San Francisco, San Diego, Portland, Seattle, Washington, DC, and Los Angeles County have also enacted styrofoam bans (a more complete list can be found here).

Banning the bag

There is a popular and growing movement to ban or heavily tax single-use plastic bags across the United States and globally. So far, 349 cities, counties and states are known to have, in some way, banned or taxed plastic-bag use, including a long list of California jurisdictions.

Reuse This Bag estimates that a plastic bag has a 12-minute lifespan from the moment it’s initially filled with groceries at the store to when it is discarded. Compare this with estimates that those same plastic bags take anywhere from 10 to 1,000 years to decompose, depending on the environmental conditions where the bag is discarded.

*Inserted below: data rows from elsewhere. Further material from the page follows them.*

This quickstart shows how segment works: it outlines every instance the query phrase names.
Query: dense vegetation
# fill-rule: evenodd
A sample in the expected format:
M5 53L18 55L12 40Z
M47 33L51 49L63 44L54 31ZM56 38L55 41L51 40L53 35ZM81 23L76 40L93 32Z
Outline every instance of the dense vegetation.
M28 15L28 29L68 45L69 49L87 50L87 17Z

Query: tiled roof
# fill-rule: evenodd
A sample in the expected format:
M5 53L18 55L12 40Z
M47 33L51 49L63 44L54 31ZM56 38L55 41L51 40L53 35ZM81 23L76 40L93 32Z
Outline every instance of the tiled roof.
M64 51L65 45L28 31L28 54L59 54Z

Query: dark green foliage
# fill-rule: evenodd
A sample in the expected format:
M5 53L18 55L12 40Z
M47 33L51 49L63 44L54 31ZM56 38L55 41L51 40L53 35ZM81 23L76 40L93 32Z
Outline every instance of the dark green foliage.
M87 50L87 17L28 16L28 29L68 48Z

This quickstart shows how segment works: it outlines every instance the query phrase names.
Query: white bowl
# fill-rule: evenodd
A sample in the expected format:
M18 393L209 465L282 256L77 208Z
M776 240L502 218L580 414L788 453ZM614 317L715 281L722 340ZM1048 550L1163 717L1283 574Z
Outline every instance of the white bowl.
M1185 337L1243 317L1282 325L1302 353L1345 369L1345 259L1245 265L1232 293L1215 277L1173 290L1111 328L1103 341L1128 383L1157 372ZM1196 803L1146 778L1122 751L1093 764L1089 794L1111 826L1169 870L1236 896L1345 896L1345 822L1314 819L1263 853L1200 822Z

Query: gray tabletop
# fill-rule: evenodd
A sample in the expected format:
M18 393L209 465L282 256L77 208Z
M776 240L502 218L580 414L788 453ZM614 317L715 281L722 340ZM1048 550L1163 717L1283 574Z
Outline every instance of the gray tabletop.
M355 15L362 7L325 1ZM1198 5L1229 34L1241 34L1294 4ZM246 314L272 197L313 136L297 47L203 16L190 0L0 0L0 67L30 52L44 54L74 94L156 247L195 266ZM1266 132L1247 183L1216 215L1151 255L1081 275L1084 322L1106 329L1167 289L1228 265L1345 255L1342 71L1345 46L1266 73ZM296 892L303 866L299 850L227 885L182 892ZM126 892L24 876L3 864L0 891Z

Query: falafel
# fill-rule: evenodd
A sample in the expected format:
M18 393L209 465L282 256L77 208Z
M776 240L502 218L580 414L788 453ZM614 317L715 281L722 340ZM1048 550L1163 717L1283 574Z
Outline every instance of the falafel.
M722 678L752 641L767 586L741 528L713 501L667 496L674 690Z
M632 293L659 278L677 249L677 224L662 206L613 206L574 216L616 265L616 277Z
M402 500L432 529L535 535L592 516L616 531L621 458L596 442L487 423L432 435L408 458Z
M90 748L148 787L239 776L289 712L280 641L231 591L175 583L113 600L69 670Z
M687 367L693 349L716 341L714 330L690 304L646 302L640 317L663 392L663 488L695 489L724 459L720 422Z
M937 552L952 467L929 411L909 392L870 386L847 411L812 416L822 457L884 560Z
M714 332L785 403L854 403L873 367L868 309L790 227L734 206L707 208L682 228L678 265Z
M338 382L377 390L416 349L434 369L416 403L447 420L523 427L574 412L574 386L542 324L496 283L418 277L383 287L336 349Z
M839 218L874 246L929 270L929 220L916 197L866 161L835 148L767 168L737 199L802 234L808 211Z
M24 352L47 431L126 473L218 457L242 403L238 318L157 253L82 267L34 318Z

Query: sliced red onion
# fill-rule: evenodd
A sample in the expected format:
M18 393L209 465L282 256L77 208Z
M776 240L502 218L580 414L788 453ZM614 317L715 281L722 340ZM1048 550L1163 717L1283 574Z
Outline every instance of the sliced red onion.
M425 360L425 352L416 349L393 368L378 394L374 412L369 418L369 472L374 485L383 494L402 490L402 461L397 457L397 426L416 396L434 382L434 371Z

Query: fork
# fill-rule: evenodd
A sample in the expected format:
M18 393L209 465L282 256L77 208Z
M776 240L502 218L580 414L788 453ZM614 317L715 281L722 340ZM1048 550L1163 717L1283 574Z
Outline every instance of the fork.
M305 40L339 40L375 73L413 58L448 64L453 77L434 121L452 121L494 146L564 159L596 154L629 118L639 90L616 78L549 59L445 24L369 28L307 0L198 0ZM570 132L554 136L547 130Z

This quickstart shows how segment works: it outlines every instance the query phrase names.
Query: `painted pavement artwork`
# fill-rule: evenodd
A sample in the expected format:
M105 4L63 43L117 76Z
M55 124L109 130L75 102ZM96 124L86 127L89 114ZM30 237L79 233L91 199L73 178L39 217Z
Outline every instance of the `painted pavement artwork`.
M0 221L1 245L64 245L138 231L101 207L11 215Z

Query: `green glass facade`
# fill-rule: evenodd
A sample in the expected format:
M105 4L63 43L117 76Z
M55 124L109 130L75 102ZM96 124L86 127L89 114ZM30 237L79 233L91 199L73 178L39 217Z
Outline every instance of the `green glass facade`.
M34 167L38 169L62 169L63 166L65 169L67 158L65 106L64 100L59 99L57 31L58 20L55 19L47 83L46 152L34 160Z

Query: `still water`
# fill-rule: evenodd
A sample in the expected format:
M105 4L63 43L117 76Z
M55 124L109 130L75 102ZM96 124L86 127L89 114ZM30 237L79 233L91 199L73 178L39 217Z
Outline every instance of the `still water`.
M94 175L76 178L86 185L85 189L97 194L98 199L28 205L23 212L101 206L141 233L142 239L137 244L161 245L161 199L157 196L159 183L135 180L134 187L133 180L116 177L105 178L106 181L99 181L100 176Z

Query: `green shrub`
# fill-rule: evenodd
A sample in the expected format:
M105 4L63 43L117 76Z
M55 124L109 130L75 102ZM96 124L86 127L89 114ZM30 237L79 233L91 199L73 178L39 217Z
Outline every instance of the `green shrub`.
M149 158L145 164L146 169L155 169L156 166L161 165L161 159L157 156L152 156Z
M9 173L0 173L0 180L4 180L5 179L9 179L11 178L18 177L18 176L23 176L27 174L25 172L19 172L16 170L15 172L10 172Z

Eliminating plastic straws

Americans discard approximately 500 million plastic straws every day, according to the National Park Service. The California Coastal Commission has reported picking up more than 835,000 discarded plastic straws between 1988 and 2014. Plastic straws can take 200 years to decompose.

While certain plastics can be recycled, the vast majority of single-use straws are sent to landfills. Similar to other single-use products, plastic straws are cheap to produce but also have low economic value to recyclers. As a result, they are more likely to be discarded rather than recycled, often ending up trashing our streets, littering beaches, or polluting oceans and waterways.

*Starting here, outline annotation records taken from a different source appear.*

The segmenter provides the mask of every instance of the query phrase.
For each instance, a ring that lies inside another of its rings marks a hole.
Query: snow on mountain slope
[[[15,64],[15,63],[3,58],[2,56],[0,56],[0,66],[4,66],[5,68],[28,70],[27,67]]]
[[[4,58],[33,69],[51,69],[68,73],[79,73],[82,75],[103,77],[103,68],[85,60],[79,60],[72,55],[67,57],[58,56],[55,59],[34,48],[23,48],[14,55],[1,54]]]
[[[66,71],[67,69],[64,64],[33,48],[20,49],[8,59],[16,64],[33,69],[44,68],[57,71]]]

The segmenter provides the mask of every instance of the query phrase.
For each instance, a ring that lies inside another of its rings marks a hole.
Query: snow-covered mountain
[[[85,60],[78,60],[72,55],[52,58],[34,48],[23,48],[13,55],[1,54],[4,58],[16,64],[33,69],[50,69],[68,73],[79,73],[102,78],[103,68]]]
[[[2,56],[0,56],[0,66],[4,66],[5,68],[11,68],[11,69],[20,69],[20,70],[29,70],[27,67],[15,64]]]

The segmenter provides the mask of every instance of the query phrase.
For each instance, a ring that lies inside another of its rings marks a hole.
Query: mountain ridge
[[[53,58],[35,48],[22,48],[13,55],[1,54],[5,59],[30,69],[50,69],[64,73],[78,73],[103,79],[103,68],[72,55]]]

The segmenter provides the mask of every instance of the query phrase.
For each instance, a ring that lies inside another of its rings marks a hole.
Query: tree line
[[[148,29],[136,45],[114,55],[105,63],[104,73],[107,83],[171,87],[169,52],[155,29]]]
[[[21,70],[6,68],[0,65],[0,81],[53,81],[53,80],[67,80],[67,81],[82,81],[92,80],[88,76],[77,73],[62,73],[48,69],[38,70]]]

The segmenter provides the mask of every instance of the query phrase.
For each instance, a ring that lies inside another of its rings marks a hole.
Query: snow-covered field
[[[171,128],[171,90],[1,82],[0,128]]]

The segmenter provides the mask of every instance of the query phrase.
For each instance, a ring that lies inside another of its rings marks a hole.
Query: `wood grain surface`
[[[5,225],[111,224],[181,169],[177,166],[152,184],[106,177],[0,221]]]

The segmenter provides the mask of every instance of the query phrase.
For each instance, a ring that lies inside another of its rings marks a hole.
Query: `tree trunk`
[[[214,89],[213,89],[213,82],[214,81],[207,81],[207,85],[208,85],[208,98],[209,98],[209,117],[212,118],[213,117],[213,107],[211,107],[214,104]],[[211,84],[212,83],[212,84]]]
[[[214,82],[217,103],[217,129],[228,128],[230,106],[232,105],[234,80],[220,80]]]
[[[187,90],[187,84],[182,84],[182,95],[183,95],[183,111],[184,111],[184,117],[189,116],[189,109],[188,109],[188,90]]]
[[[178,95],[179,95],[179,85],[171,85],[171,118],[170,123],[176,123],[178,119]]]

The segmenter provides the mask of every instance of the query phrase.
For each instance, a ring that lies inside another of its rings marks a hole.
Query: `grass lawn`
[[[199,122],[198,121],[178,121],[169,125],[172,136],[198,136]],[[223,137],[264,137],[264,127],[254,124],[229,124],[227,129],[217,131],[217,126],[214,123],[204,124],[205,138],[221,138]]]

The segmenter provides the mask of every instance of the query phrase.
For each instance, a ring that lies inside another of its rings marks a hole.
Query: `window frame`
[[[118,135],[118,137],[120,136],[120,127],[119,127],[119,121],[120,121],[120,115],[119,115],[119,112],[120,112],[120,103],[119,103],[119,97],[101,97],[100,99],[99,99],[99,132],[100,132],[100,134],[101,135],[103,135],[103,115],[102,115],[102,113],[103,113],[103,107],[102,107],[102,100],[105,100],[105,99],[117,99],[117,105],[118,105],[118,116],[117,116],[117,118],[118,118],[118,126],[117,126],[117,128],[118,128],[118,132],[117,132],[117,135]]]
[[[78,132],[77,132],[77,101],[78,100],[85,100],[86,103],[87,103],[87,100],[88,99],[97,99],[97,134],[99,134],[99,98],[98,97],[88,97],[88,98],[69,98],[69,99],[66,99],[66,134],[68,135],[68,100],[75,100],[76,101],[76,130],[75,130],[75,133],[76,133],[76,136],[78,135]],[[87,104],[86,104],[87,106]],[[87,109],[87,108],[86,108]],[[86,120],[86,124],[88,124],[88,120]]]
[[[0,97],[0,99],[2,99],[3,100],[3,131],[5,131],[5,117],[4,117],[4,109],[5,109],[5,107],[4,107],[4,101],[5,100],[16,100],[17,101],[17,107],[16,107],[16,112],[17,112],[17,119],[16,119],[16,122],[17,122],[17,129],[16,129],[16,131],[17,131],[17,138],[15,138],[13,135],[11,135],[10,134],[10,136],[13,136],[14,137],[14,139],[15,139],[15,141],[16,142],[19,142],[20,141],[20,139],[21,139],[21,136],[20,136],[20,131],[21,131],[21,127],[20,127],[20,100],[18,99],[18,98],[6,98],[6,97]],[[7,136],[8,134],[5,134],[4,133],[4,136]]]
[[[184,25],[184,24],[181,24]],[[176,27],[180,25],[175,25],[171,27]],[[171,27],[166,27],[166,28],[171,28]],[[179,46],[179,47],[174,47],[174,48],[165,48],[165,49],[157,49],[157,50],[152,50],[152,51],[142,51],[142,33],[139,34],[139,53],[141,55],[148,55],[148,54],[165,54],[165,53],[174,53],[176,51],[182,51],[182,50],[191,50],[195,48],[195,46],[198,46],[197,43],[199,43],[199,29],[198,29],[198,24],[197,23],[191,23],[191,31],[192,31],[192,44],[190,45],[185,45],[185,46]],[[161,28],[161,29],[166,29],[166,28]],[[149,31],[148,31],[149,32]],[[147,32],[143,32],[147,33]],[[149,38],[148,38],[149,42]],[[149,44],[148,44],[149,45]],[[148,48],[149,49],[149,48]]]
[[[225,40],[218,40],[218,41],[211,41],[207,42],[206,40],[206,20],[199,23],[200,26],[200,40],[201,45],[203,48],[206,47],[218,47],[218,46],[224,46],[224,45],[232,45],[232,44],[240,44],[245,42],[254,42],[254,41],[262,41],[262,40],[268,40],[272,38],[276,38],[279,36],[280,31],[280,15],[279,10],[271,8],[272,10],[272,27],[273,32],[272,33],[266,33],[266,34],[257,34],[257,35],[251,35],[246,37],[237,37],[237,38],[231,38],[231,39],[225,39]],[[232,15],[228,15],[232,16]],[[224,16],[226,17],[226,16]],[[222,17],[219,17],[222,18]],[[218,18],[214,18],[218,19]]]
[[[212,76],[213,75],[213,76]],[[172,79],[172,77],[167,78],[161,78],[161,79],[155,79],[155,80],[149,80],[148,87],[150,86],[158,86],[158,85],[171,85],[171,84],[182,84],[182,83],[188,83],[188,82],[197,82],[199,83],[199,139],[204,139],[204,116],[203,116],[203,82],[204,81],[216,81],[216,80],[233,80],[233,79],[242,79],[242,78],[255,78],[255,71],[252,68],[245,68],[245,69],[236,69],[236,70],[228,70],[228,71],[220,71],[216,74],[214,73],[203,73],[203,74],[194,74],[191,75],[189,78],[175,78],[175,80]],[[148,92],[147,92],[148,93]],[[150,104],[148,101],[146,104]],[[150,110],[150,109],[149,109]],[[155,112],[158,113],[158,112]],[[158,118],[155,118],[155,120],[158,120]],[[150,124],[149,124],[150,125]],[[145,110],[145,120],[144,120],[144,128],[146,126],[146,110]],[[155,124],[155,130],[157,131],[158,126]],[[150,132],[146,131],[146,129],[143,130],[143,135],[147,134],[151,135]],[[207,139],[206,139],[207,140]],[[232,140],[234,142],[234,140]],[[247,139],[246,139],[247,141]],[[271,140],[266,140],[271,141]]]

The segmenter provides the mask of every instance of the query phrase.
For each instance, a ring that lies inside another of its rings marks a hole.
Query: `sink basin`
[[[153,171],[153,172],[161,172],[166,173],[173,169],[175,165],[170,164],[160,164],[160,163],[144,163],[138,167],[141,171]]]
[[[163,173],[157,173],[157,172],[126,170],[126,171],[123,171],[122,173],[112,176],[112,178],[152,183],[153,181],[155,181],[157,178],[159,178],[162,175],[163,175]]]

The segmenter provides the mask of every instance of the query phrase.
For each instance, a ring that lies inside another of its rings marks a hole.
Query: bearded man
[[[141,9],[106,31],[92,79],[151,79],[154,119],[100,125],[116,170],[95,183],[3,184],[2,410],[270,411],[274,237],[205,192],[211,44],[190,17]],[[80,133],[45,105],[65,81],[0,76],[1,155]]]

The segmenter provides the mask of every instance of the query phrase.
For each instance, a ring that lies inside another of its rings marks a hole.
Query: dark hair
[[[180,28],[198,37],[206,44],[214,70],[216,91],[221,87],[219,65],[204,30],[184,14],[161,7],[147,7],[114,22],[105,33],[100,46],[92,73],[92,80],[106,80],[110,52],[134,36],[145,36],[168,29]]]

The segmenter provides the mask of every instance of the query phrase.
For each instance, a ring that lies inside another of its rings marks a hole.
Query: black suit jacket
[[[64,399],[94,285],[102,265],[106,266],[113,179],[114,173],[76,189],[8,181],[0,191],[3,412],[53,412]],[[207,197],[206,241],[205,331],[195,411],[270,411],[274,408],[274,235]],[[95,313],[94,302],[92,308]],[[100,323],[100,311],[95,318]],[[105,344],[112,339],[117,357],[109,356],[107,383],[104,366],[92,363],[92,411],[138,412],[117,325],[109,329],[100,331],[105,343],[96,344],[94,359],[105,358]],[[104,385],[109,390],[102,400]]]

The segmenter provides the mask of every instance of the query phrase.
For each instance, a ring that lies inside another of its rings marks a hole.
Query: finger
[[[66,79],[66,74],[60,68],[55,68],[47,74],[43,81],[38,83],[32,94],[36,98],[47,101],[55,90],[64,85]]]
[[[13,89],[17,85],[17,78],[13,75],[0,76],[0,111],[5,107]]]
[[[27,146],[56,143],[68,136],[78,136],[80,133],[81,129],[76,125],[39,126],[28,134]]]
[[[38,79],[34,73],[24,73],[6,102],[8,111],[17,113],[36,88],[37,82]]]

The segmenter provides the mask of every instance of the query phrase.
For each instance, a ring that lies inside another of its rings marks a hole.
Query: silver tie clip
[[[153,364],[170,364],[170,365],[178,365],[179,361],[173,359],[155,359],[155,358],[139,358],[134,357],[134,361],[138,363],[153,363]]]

Seattle became the first major U.S. city to address this issue, banning plastic straws and utensils effective July 1 2018.

In May, the Oakland City Council approved an ordinance that prohibits the use of single-use plastic straws in Oakland’s dine-in restaurants, bars, cafés and other food facilities, except upon customer request, as part of its health and sanitation standards.

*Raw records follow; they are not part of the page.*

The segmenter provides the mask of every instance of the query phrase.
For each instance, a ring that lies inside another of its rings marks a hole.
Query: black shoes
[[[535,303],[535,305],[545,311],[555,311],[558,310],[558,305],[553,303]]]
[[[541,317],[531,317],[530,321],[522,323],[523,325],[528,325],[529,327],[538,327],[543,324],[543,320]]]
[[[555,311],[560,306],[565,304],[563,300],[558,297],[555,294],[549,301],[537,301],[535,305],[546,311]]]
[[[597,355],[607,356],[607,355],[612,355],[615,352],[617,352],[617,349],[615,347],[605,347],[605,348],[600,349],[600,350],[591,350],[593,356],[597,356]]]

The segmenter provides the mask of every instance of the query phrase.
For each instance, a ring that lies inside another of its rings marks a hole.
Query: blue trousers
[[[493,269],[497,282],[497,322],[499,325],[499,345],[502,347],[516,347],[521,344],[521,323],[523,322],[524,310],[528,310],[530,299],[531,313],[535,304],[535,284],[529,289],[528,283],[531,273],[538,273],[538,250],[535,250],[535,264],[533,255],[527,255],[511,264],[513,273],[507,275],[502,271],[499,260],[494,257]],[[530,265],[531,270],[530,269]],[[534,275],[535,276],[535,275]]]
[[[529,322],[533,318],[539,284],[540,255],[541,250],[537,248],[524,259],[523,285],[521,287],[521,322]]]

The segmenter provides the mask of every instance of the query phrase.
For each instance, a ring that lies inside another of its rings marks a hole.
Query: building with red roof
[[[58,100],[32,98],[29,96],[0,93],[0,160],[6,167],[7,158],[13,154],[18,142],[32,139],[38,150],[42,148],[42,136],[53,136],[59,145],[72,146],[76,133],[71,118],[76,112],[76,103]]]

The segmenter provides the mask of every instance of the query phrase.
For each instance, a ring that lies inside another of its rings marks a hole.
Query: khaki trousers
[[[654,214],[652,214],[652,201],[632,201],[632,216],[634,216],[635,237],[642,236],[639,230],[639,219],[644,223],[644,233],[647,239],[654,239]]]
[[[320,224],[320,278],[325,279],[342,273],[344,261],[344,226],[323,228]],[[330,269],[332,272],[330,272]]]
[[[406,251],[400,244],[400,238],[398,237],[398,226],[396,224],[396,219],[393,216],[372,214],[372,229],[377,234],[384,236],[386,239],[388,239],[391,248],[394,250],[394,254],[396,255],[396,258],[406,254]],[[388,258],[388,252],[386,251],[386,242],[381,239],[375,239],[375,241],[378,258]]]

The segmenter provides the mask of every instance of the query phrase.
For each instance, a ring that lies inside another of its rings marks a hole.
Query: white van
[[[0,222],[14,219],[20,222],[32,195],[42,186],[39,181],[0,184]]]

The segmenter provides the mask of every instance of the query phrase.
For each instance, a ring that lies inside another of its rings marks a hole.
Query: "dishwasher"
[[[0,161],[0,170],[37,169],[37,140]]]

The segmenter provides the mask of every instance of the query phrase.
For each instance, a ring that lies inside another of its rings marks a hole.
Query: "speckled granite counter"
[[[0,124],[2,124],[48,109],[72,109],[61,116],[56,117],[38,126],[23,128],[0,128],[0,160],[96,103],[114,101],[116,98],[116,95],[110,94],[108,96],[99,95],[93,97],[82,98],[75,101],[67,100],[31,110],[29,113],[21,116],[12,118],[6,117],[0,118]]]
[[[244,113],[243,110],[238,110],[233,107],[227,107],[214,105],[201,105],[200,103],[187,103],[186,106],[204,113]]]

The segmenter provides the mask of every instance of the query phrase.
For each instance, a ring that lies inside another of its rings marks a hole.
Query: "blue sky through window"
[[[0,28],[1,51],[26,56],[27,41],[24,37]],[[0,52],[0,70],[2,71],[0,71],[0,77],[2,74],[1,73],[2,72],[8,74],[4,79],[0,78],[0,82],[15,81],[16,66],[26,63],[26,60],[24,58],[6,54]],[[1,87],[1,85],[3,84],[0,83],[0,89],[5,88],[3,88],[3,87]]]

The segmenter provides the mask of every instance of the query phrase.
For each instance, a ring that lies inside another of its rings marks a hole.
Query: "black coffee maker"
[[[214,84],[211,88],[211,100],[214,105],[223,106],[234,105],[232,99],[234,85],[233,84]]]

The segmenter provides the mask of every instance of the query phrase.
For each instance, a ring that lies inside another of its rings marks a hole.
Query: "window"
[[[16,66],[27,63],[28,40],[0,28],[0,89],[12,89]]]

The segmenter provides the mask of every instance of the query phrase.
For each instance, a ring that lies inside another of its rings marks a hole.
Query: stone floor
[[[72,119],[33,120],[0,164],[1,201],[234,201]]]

Oakland’s ordinance also includes a provision to expand its scope to include containers, utensils and other disposable food-service ware in the restrictions in addition to single-use straws.

Several California cities have adopted a variety of plastic-straw regulations, including Los Angeles, San Francisco, Sacramento, Berkeley, Alameda, Davis and Manhattan Beach, as has Santa Cruz County. Malibu prohibits the sale, distribution and use of single-use plastic straws, plastic stirrers and plastic cutlery.

A full list of cities with plastic straw bans can be found here.

The State of California banned single-use plastic grocery bags in 2016 (SB 270). Ocean Conservancy estimates that bags now make up around three percent of the trash in California’s beaches, down from 7.4 percent in 2010. This year the state passed a law this year that requires restaurants across California to offer straws only upon request (AB 1884).

Outside the U.S., India will abolish all single-use plastic by 2022, vows Prime Minister Narendra Modi. The United Kingdom government has laid out plans to ban the distribution and sale of plastic straws, stirrers, and cotton buds, to be enforced “at some point between October 2019 and October 2020.”

Taking steps upstream

For decades, California has reduced the amount of waste reaching landfills and recaptured value from waste streams through recycling and composting. California law requires reducing, recycling or composting 75% of solid waste generated by 2020.

California communities should take ownership of their waste and adhere to a waste “loading order” that prioritizes waste reduction, re-use and material recovery over landfilling. Local governments can educate residents and pass local policies that encourage re-use and proper recycling and reduce the use of single-use containers.

The state can take steps to reduce waste from packaging, which constitutes about one-quarter of California’s waste stream, and invest in developing infrastructure to support recycling, remanufacturing, composting, anaerobic digestion and other beneficial uses of organic waste.

California’s current waste and recycling situation is a crisis, but it’s also an opportunity to enact meaningful policies to address waste more systematically.